Een paraneoplastisch syndroom is een verschijnsel of complex van verschijnselen dat kan optreden bij patiënten met een maligniteit, zonder dat dit het gevolg is van tumorcellen in het aangedane gebied. Bij kanker is dit bijvoorbeeld vaak vermoeidheid en koorts.
Hoe worden de verschillende stadia van longkanker behandeld? (niet-kleincellig)
stadium I: operatie
stadium II: operatie + adjuvante chemo + immunotherapie
stadium III: chemo-radiotherapie + immunotherapie
stadium IV: chemo + immunotherapie + gerichte therapie
vanwege het agressieve karakter van kleincellig longcarcinoom wordt bij stadium I dezelfde behandeling als stadium II gehanteerd
Wat zijn predictieve factoren voor respons op systemische therapie bij mammacarcinoom?
ER/PR positiviteit en HER2 receptor positiviteit (BR-gradering, proliferatie index??)
Wat zijn predictieve en prognostische factoren?
Predictieve factoren = voorspellen kans op respons op therapie (bv. ER en HER2 receptor status)
Prognostische factoren = voorspellen kans op het ontwikkelen van metastasen (bv. histologische graad, grootte, aantal aangedane lymfeklieren, ER status, leeftijd)

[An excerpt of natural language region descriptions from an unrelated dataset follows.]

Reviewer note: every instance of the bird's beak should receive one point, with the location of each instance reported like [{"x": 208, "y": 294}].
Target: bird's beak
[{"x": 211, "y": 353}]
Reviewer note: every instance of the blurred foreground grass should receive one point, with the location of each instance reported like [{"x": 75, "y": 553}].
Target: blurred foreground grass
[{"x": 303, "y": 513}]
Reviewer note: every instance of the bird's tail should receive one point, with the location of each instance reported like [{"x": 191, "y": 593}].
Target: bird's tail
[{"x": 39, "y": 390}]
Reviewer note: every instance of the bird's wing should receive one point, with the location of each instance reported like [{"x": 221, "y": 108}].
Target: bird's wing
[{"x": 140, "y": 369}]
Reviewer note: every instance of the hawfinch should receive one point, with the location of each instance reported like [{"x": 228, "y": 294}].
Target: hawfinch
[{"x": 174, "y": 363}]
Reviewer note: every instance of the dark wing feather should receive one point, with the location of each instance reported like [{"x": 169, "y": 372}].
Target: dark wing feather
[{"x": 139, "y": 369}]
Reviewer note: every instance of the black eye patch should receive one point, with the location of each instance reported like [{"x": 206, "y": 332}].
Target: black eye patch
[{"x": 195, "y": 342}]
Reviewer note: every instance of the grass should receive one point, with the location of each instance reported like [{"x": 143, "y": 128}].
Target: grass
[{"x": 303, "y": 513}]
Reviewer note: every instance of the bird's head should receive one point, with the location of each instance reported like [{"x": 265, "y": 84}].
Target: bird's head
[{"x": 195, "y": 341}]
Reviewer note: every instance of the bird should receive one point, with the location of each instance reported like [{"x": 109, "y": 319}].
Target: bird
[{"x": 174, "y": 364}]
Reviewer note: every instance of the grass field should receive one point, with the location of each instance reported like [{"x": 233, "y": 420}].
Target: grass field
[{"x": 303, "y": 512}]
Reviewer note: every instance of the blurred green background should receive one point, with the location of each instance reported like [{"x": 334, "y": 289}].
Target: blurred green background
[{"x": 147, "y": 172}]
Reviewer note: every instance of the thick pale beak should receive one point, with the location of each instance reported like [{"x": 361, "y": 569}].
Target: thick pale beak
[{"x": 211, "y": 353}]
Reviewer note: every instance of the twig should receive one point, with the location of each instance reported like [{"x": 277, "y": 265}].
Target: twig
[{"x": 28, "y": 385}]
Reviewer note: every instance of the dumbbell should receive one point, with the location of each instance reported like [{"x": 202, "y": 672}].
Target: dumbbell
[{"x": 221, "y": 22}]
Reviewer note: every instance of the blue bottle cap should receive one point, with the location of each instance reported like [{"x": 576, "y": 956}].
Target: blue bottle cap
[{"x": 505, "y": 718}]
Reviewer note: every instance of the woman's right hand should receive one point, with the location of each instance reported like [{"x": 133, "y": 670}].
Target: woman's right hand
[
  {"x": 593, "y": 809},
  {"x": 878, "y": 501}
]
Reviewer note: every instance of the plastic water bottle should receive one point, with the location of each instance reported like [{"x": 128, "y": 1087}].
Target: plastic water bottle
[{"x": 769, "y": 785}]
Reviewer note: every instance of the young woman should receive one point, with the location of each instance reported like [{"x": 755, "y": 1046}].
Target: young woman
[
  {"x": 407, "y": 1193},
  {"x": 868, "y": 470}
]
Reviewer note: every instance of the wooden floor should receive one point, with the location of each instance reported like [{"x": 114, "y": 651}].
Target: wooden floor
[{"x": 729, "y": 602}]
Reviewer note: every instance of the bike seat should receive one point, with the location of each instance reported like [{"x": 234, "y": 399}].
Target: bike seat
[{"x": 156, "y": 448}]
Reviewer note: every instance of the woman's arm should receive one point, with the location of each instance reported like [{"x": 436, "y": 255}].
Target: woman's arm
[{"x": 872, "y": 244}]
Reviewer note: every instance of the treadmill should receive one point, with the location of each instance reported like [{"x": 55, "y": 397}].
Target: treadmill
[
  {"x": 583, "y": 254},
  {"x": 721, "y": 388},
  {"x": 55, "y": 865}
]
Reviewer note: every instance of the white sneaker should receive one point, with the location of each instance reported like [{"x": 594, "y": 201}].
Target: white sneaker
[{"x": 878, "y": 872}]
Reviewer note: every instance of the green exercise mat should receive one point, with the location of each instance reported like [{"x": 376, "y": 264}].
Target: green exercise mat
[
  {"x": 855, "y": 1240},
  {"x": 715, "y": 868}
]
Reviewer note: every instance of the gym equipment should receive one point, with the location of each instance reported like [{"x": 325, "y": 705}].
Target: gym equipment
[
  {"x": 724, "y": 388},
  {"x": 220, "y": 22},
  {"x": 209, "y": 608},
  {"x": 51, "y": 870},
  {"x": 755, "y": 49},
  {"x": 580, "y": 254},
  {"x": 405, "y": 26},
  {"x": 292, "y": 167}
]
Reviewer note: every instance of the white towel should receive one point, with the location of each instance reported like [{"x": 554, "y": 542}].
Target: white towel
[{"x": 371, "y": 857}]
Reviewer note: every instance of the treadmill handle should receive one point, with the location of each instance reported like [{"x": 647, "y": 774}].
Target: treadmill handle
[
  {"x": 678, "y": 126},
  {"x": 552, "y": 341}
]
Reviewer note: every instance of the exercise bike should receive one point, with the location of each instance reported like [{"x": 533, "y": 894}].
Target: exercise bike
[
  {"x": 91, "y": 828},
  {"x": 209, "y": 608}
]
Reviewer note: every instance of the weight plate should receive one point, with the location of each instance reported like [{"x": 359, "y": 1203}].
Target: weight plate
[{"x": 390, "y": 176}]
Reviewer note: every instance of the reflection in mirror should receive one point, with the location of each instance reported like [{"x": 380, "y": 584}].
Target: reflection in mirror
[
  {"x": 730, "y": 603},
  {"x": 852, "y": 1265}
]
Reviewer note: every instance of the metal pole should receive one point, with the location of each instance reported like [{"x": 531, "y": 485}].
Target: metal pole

Wat kunnen klachten zijn bij een pt met mammacarcinoom?
Presenteren zich vaak met verdachte klachten bij anamnese: palpabele afwijking, ingetrokken tepel, inflammatie/ulceratie, zelden pijn
LO: palpabele afwijking mamma of lymfeklieren
Wat is de kans op lymfeklier uitzaaiingen bij pT1a mammacarcinoom?
<10%
Is adjuvante systemische behandeling net zo goed als neoadjuvante behandeling bij mammacarcinoom?
NEE
Wat is de volgende stap als er microcalcificaties te zien zijn op het mammogram, maar geen palpabele afwijkingen?
herhalen van het mammogram en zo nodig een histologisch biopt
Welke weefsels worden bij een gemodificeerde radicale mastectomie verwijderd?